Yah... well it is even more of a joke that companies can't build their tubes to tolerances that actually work.

Tube inside/outside diameters & fasteners should be pretty basic when they're doing all this carbon whizbang nanotube this and that!

cpg
10-27-2008, 01:26 PM
Yah... well it is even more of a joke that companies can't build their tubes to tolerances that actually work.

Tube inside/outside diameters & fasteners should be pretty basic when they're doing all this carbon whizbang nanotube this and that!

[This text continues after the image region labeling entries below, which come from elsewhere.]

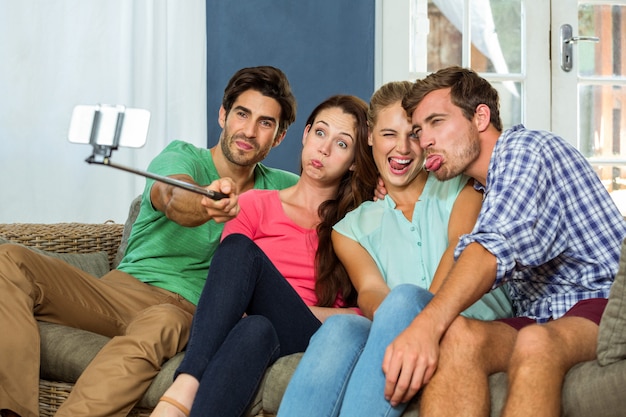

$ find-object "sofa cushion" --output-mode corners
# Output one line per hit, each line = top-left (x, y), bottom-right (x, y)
(598, 240), (626, 366)
(37, 322), (110, 382)
(0, 237), (109, 278)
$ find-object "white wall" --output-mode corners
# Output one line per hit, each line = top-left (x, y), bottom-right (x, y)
(0, 0), (207, 223)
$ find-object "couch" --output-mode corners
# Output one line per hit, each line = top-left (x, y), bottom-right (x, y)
(0, 199), (626, 417)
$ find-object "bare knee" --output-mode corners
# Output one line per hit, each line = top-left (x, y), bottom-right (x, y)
(510, 324), (564, 369)
(441, 317), (488, 356)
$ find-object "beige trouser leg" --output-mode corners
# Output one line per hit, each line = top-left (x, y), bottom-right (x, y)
(0, 245), (195, 417)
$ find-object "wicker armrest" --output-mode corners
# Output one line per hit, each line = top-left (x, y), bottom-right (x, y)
(0, 223), (124, 266)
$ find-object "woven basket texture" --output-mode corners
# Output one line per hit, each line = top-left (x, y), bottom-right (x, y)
(39, 379), (152, 417)
(0, 222), (124, 265)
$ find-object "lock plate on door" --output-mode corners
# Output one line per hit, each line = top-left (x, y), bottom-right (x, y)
(560, 23), (600, 72)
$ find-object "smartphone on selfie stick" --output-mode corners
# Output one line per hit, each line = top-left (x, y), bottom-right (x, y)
(68, 104), (228, 200)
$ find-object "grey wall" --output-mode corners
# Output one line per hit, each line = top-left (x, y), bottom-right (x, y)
(206, 0), (375, 173)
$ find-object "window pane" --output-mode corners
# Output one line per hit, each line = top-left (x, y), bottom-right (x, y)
(578, 84), (626, 159)
(490, 81), (522, 129)
(411, 0), (522, 74)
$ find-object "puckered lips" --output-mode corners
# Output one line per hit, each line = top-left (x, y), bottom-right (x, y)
(387, 156), (413, 175)
(424, 155), (443, 171)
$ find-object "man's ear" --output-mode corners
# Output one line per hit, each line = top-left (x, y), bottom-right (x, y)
(272, 130), (287, 148)
(217, 106), (226, 129)
(474, 104), (491, 132)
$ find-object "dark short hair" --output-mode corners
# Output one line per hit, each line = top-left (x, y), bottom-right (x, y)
(222, 66), (297, 134)
(402, 66), (502, 132)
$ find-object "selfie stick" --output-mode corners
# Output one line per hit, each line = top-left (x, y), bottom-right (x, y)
(85, 110), (228, 200)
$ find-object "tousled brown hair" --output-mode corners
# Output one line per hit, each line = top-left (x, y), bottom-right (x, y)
(402, 66), (502, 132)
(222, 66), (297, 136)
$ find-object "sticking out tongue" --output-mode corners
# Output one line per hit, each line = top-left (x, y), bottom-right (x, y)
(424, 155), (443, 171)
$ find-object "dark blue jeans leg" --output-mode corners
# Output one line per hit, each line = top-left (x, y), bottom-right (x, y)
(177, 235), (321, 416)
(190, 316), (279, 417)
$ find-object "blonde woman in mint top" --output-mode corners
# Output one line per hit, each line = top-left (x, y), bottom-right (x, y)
(278, 82), (511, 417)
(152, 95), (376, 417)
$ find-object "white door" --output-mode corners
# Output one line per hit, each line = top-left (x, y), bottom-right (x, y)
(552, 0), (626, 214)
(376, 0), (550, 129)
(376, 0), (626, 214)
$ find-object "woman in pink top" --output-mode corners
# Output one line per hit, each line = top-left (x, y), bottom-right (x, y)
(152, 95), (377, 417)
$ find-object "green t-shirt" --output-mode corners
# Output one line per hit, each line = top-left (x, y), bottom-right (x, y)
(118, 141), (298, 304)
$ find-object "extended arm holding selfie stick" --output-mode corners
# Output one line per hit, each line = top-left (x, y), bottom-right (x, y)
(69, 105), (228, 200)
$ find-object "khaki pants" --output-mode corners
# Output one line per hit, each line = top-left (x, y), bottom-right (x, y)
(0, 244), (195, 417)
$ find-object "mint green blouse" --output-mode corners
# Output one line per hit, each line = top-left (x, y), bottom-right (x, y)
(334, 175), (512, 320)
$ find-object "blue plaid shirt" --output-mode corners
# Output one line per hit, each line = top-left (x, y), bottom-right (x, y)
(455, 125), (626, 322)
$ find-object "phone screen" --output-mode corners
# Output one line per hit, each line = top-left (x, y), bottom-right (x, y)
(68, 105), (150, 148)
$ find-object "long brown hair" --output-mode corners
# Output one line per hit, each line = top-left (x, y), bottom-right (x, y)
(306, 95), (377, 307)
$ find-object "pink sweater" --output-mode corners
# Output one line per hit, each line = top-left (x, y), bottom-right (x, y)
(222, 190), (341, 307)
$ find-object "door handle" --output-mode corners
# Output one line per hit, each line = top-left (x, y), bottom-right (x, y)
(560, 23), (600, 72)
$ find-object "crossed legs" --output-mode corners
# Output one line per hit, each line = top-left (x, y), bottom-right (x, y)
(420, 317), (598, 417)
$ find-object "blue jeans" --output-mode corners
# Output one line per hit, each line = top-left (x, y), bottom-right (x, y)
(278, 284), (432, 417)
(176, 234), (321, 417)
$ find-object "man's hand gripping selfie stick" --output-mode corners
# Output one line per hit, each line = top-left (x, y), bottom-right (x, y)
(70, 106), (228, 200)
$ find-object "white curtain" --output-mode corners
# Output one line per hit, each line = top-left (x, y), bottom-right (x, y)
(0, 0), (206, 223)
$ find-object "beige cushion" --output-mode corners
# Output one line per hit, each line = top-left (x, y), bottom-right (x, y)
(598, 240), (626, 366)
(0, 237), (109, 278)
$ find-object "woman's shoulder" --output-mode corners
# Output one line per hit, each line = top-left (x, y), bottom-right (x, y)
(239, 189), (280, 206)
(335, 199), (387, 231)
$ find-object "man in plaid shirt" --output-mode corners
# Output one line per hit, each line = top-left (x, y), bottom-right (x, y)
(383, 67), (626, 417)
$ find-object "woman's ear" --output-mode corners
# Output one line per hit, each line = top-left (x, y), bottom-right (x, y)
(302, 125), (311, 146)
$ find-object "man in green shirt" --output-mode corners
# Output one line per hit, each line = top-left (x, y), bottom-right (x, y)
(0, 66), (297, 417)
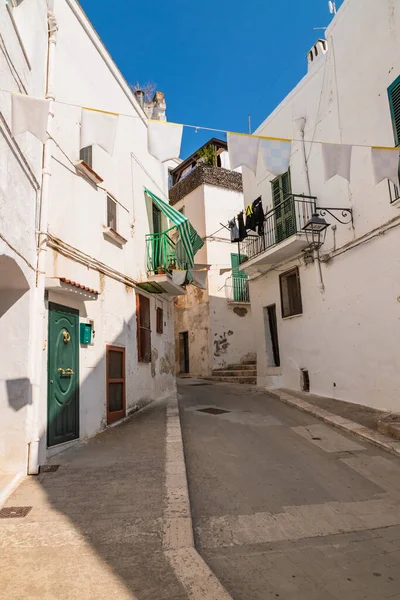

To which companies are you referring?

cpg
10-27-2008, 01:29 PM
[QUOTE=jberenyi]Thanks guys for all the input. The Italian steel lugged frame is new old stock and judging by the way the seatpost slides in with a beautiful slip fit (after the following alterations were made) I imagine all is okay. I believe the issue with slipping was with the paint left inside the first inch or so of the frame tube. I have since removed the paint layers with paint remover gel and grit blasted the aluminum seatpost up to my insertion area. Prior to grit blast the aluminum seatpost had a very shiny clear coat on it that would make a fly break his leg if he landed on it. As an added effort I also used Tacx carbon paste. The final measure was to include the proper torque value. Thus the intent of this thread. :D[/QUOTE

For giggles, what kind of aluminum seat post is clear coated? Remember that where you blasted off the clear coat you most likely took of the annodization too. Usually not a big deal unless you leave the post in for a long time without relubing. You shouldn't have to do the blast bit if the fit is good.

jvp
10-27-2008, 01:44 PM
Somewhat related, on my old bianchi trackbike I could not get a 26.8mm seatpost I bought for it to tighten sufficiently, yet a 27.0 would not fit. I tried another different brand (sugino) 26.8 seatpost and it tightened up fine.

jberenyi
10-27-2008, 04:14 PM
[QUOTE=jberenyi]Thanks guys for all the input. The Italian steel lugged frame is new old stock and judging by the way the seatpost slides in with a beautiful slip fit (after the following alterations were made) I imagine all is okay. I believe the issue with slipping was with the paint left inside the first inch or so of the frame tube. I have since removed the paint layers with paint remover gel and grit blasted the aluminum seatpost up to my insertion area. Prior to grit blast the aluminum seatpost had a very shiny clear coat on it that would make a fly break his leg if he landed on it. As an added effort I also used Tacx carbon paste. The final measure was to include the proper torque value. Thus the intent of this thread. :D[/QUOTE

For giggles, what kind of aluminum seat post is clear coated? Remember that where you blasted off the clear coat you most likely took of the annodization too. Usually not a big deal unless you leave the post in for a long time without relubing. You shouldn't have to do the blast bit if the fit is good.

The seatpost is a clear coated Specialized 27.0mm bought on this forum. I only removed enough to what is inserted so the rest is protected. Of the part that is inserted the Tacx takes care of with respect to the oxidation and galvanic action problems that can occur over time.